Those would be the cases that come on record to General Headquarters. Those Deputy Cowan is talking about are the lots of little ones coming before a company commander for which a man does a few days confined to barracks. I feel that this legislation is necessary for the maintenance of military discipline, that you have to rely on having decent standards in the Army as between officers and men. In modern times you do not pick up recruits on the street or get semi-criminals as used to be the case. You have to treat the men properly and well, and the dangers Deputy Cowan sees are very much less than they were years ago. I feel that the section is necessary.

You have to rely on the honesty and probity of the company officer.
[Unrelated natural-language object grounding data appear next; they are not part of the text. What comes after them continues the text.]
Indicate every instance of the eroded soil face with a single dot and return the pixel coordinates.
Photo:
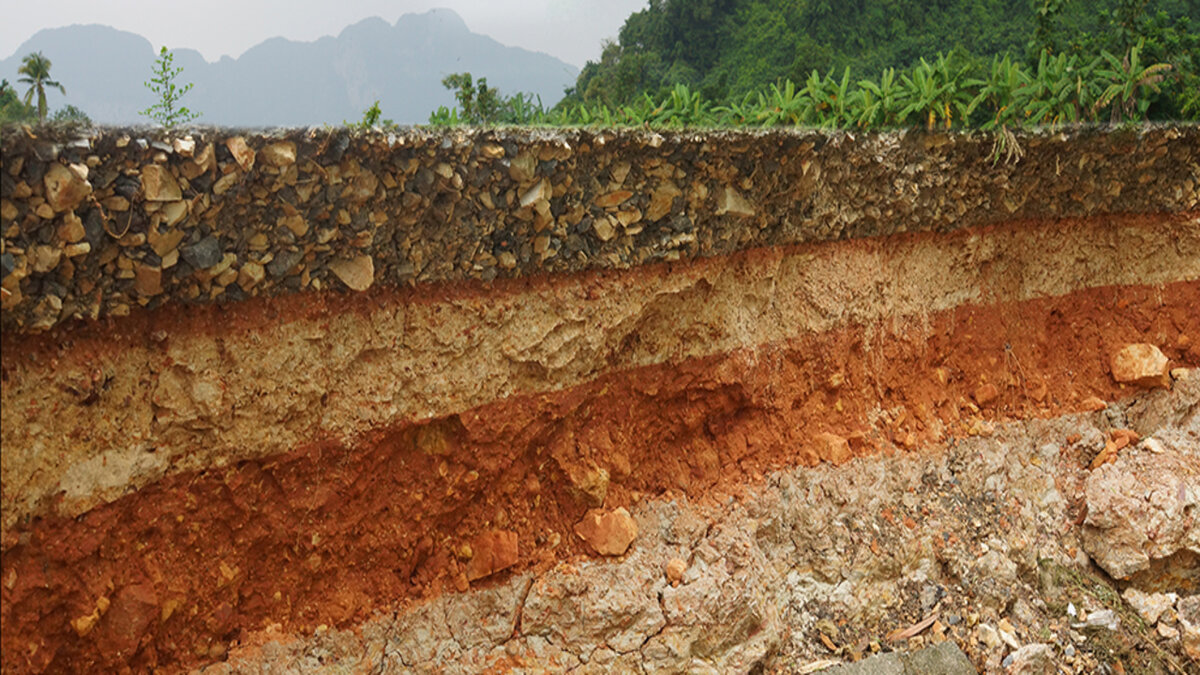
(384, 499)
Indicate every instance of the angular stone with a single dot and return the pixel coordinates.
(612, 198)
(1143, 365)
(225, 183)
(71, 230)
(279, 155)
(731, 202)
(204, 254)
(834, 448)
(1189, 626)
(1138, 511)
(250, 275)
(65, 189)
(147, 280)
(358, 273)
(241, 153)
(609, 532)
(283, 262)
(522, 167)
(46, 258)
(184, 147)
(604, 228)
(675, 569)
(157, 184)
(491, 553)
(165, 242)
(661, 199)
(1032, 659)
(539, 192)
(1150, 605)
(361, 187)
(173, 213)
(297, 223)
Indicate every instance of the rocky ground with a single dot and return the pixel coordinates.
(1060, 545)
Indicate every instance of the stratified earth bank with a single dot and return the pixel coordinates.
(603, 401)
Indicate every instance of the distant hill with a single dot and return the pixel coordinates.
(286, 83)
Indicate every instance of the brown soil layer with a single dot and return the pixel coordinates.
(95, 411)
(328, 533)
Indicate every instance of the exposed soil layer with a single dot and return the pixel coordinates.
(91, 412)
(329, 533)
(972, 544)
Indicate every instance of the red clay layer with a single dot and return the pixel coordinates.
(330, 533)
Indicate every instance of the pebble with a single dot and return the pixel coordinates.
(1140, 364)
(357, 273)
(492, 551)
(427, 207)
(204, 254)
(1150, 605)
(609, 532)
(675, 571)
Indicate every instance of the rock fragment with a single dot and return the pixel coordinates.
(492, 551)
(1150, 605)
(358, 273)
(834, 448)
(609, 532)
(204, 254)
(279, 155)
(241, 153)
(66, 186)
(1032, 659)
(1189, 626)
(675, 569)
(732, 202)
(157, 184)
(1143, 365)
(1138, 511)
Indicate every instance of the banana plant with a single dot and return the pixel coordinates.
(781, 106)
(737, 113)
(876, 105)
(1000, 93)
(935, 91)
(1129, 84)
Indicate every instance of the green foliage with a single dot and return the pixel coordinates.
(168, 112)
(371, 119)
(480, 105)
(13, 109)
(70, 113)
(36, 70)
(731, 51)
(951, 91)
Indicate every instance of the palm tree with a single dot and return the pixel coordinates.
(36, 70)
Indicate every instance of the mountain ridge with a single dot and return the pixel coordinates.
(282, 82)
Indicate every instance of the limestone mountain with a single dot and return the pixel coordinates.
(283, 82)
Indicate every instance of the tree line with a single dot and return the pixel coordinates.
(875, 65)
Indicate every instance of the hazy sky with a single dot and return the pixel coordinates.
(568, 29)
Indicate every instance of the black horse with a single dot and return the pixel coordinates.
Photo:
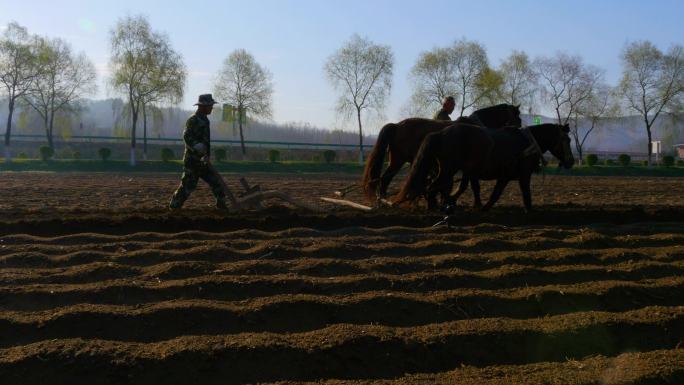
(502, 155)
(402, 140)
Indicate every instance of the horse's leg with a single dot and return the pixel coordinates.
(462, 186)
(524, 183)
(496, 193)
(388, 175)
(475, 185)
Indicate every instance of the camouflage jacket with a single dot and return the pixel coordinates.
(196, 131)
(441, 115)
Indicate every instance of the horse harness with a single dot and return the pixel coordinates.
(533, 149)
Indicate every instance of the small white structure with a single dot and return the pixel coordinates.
(656, 148)
(680, 150)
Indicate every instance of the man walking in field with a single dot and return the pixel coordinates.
(448, 105)
(197, 155)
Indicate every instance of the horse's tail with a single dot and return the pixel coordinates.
(416, 182)
(371, 174)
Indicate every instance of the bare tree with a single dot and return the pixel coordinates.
(65, 79)
(19, 68)
(566, 82)
(652, 81)
(361, 72)
(433, 78)
(134, 49)
(469, 60)
(489, 86)
(163, 82)
(519, 80)
(590, 112)
(247, 85)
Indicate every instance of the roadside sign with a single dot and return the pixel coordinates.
(656, 147)
(228, 113)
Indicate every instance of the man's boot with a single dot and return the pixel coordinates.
(221, 204)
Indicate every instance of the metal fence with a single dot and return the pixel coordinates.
(249, 143)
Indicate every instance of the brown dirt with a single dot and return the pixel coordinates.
(100, 284)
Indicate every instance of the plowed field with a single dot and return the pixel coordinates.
(99, 284)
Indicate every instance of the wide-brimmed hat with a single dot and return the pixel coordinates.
(206, 100)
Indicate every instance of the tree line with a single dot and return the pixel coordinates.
(652, 83)
(45, 75)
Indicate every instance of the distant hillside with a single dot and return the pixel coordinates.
(627, 133)
(109, 117)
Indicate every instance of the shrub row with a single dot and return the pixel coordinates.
(625, 160)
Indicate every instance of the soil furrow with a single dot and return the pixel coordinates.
(299, 313)
(510, 275)
(648, 368)
(353, 352)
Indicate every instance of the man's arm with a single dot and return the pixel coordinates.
(192, 137)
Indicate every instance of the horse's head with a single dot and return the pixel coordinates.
(560, 146)
(500, 115)
(514, 116)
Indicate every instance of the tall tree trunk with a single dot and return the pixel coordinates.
(46, 126)
(144, 132)
(242, 136)
(133, 132)
(358, 116)
(8, 131)
(51, 126)
(650, 149)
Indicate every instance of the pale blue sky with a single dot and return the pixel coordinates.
(293, 38)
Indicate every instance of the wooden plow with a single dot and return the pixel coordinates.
(252, 197)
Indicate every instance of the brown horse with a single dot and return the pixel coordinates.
(503, 155)
(403, 140)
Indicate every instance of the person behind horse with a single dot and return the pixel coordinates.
(448, 105)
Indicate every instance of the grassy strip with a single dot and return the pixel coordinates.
(176, 166)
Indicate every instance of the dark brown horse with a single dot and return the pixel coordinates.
(403, 140)
(502, 155)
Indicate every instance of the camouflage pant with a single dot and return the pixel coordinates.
(191, 175)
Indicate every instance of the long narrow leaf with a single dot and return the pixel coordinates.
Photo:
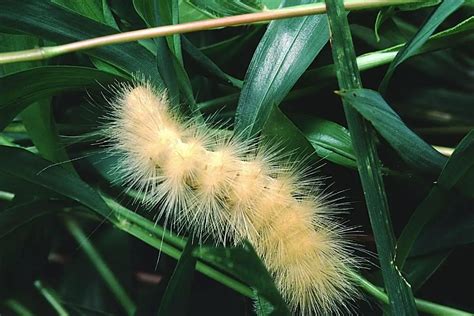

Without casting aspersions on anyone, I would rely on nobody where human nature is concerned. Sergeants and privates have their own little difficulties, spleens and narks. The list of offences the Minister gave makes a very respectable selection of offences under the section. Such a thing as " fighting on the street " in uniform is laid down for recruits as an offence, as they are told not to bring discredit on the uniform. Passing dud cheques in the case of an officer may be considered scandalous conduct which could lead to dismissal with ignominy. If a person were deliberately guilty of a disorderly act it should be an offence, of course. This thing, however, of a superior not liking what an inferior in rank does and charging him with an offence is what I am objecting to. I can clearly see what the Minister and the Chairman say about it. No harm would be done if my amendment were accepted, because even if that would limit the offences they would still cover an enormously wide field. A code of conduct should be laid down by the Minister for everybody in the Army and a breach of that should be an offence under the section.

You would be bound to miss something which would be conduct to the prejudice.

You would have to have a general clause in it.

Read the standing orders of any camp and you will find the most amazing things. The experience of the last 30 years and of 30 years before that have been put into standing orders. Very few people read them, but, nevertheless, if there is a breach they are charged. Nobody can complain of that, because the orders exist. Some of the offences, however, should not be considered offences.

There are quite a number that have not been thought of.

We are inhibited from going frankly into details of the things which should be covered.

Question put.
The Committee divi ded: Tá, 1; Níl, 5.


  • Cowan, Peadar.


  • Minister for Defence.
  • Brennan, Thomas.
  • Carter, Frank.
  • Colley, Harry.
  • Hilliard, Michael.
Amendment declared defeated.
Amendments Nos. 203 and 204 not moved.
Question—" That Section 167 stand part of the Bill "—put, and agreed to.